Prairie Crossing Charter School's boss has announced he's departing at the end of the current academic year.

Nigel Whittington made his resignation public in an email to the Grayslake public choice school's parents and others Monday. He has been executive director since July 2010.

Prairie Crossing board President Steve Achtemeier said Whittington is leaving by his own choice. Achtemeier complimented Whittington for assembling a quality staff and helping to lead the school back to its mission of having an environmentally focused curriculum.

"We're sad to see him go," Achtemeier said. "He's been a great visionary and a great leader."

Born in England, Whittington was finishing his master's degree in educational administration at University of Idaho when Prairie Crossing hired him in 2010. He was deputy head of school at Island Academy in Antigua, West Indies, in the 2008-09 academic year.

Whittington replaced Myron Dagley, who led the school from August 2006 to July 2010. In his statement, Whittington said he'll remain committed to projects such as Sustainable Schoolyard during the rest of his time at Prairie Crossing.

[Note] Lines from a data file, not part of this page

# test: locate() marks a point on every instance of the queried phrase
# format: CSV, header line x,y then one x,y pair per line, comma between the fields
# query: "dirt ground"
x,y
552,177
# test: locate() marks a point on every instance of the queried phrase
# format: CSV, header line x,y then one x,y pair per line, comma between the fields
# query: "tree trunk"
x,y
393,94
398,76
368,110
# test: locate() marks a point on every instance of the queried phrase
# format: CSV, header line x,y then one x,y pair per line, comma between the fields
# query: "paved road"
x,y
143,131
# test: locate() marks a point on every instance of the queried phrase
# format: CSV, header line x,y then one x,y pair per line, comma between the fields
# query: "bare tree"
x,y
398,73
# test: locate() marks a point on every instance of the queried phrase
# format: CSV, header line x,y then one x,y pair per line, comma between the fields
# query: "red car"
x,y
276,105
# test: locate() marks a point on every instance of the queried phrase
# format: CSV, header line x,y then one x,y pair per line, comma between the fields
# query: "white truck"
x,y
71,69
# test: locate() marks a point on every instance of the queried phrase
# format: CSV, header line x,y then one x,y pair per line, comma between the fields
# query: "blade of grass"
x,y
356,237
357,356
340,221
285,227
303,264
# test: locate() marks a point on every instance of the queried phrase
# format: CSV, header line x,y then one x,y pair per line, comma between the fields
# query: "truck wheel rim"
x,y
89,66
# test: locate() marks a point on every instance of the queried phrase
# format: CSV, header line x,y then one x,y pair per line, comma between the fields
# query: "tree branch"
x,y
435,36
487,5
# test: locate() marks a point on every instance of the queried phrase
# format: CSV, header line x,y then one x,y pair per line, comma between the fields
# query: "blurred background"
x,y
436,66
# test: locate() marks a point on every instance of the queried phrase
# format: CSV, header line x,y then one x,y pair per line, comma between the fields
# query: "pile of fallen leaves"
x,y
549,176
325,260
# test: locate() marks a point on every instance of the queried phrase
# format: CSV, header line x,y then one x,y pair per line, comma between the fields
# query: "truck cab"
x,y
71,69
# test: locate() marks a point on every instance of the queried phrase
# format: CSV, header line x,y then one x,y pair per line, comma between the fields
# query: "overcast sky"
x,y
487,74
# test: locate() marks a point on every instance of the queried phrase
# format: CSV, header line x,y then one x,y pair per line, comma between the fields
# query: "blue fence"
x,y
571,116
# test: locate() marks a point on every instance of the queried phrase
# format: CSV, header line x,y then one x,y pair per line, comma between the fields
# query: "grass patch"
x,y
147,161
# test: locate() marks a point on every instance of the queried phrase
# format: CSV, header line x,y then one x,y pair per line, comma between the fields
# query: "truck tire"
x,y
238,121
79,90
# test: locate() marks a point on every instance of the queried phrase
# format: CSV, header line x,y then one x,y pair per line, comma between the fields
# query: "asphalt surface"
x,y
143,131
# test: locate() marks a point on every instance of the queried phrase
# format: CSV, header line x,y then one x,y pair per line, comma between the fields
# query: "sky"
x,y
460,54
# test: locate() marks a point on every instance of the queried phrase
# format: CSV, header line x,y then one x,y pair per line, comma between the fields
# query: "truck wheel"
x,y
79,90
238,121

Sustainable Schoolyard calls for a large greenhouse that can accommodate an entire class, a small fruit-tree orchard and outdoor space for reflection and learning on the Prairie Crossing campus.

"Our top priority remains educating our students and supporting those who teach and mentor the students on a daily basis," he said in his announcement.

Whittington, who couldn't be reached for elaboration, was criticized by some parents at board meetings in December 2011 after he placed then-principal Brian Greene on administrative leave. Prairie Crossing board members eventually fired Greene.

Prairie Crossing is a choice school that opened in 1999 to serve kindergarten through eighth grade. Parents in Woodland Elementary District 50 and Fremont Elementary District 79 may send their children at no extra cost to the 392-student-capacity school, which determines enrollment by lottery.